By this time the family were growing restive, so I said goodbye and we headed for the Garden Party in the Quad. We were there about ten minutes before the heavens opened and everyone made a mad dash for the marquees. I gathered up some traditional strawberries and cream while waiting for the rain to stop. Then I lost my family in the scrum (turned out they were waiting beneath the physics archway) and got my sandals wet running about over wet grass. I think I may have caught a cold out of it.

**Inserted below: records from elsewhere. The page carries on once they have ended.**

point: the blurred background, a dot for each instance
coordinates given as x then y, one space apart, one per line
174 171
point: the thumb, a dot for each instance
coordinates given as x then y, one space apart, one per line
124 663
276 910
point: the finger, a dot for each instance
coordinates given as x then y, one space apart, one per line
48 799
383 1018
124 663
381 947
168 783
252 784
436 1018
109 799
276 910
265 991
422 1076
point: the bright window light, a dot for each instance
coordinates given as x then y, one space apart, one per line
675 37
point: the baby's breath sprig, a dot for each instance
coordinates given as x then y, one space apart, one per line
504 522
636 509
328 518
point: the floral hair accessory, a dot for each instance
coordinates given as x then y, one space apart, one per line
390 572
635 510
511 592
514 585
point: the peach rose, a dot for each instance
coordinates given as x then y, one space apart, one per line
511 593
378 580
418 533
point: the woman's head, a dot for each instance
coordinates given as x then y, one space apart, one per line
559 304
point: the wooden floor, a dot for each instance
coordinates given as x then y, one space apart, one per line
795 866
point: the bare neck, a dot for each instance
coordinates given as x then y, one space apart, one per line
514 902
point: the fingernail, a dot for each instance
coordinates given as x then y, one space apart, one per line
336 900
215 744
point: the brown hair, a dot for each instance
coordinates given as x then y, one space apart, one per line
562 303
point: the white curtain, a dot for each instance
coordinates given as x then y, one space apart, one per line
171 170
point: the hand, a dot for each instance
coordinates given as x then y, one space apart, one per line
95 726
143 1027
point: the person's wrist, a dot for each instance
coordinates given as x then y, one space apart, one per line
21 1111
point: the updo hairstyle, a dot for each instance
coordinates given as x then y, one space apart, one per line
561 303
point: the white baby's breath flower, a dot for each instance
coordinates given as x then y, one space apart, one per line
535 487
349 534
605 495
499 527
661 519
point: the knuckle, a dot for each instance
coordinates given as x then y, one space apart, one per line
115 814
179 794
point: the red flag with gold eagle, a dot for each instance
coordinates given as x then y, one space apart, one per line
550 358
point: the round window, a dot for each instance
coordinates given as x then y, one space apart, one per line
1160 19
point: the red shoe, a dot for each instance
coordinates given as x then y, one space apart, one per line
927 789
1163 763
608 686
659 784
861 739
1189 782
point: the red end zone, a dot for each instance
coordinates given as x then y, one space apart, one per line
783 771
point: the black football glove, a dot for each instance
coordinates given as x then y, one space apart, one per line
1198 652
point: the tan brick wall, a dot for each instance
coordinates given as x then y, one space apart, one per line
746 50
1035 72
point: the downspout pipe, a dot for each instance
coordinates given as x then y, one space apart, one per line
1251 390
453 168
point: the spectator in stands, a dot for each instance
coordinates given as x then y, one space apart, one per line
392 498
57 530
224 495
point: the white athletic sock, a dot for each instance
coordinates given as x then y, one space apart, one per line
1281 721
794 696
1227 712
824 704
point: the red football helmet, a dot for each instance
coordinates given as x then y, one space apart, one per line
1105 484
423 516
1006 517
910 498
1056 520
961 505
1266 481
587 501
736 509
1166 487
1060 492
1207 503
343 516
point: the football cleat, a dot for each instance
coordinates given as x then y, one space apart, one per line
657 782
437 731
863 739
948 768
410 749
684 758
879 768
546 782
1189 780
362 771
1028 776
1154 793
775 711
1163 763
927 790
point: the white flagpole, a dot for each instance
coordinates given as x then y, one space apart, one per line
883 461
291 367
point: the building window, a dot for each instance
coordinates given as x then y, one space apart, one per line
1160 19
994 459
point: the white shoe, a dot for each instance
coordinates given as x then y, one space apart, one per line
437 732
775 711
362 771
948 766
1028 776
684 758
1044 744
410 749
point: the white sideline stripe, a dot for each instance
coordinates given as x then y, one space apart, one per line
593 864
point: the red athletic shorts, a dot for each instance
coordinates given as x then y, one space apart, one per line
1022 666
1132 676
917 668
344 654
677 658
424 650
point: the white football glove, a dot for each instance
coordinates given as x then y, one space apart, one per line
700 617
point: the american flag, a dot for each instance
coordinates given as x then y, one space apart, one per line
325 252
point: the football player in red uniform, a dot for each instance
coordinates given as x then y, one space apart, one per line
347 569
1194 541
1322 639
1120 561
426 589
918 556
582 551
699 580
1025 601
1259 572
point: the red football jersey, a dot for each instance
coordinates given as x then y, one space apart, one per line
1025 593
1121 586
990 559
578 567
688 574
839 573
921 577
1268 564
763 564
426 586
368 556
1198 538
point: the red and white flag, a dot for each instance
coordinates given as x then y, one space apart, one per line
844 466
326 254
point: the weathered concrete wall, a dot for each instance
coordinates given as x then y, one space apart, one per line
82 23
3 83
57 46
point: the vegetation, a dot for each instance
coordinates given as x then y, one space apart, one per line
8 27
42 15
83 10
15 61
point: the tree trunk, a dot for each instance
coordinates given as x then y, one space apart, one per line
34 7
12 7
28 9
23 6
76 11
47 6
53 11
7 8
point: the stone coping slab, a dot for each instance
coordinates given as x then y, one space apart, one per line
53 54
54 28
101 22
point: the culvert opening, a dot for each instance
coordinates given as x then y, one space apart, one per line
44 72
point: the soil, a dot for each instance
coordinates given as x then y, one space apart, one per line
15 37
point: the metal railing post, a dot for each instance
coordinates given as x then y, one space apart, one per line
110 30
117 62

I met a few boys I knew who did Geography, and chatted to them for a bit. With everyone in best gear, and the little knots of graduates walking about in hoods and gowns, it looked almost like a picture of Oxford or somewhere, bar the lack of caps. (Queens doesn't have flat caps. My da says that the more polytechnical a universities origin is, the more likely it is to have caps, apart from old ones which invented the things to begin with). Mam met a guy who was at Queens when she and Dad were there, who had a daughter graduating from Law. She said it was 'as dry as dust' and is now going to start an English degree to become a teacher!

We dodged everyone else we knew, dumped the glad rags back at the Gown Store in the Admin building (with considerable regret on my part. I'd worked out how to manage the hood by this time and wanted to keep them) and went home to a pizza dinner. Mam had made chocolate cake, but one of the tins had tipped up so that layer was two inches thick at one side, and tapered to nothing at the other. Oh, well, she tried!

I'm very glad I went to the graduation now, because I had a brilliant time, and I think the family enjoyed it too.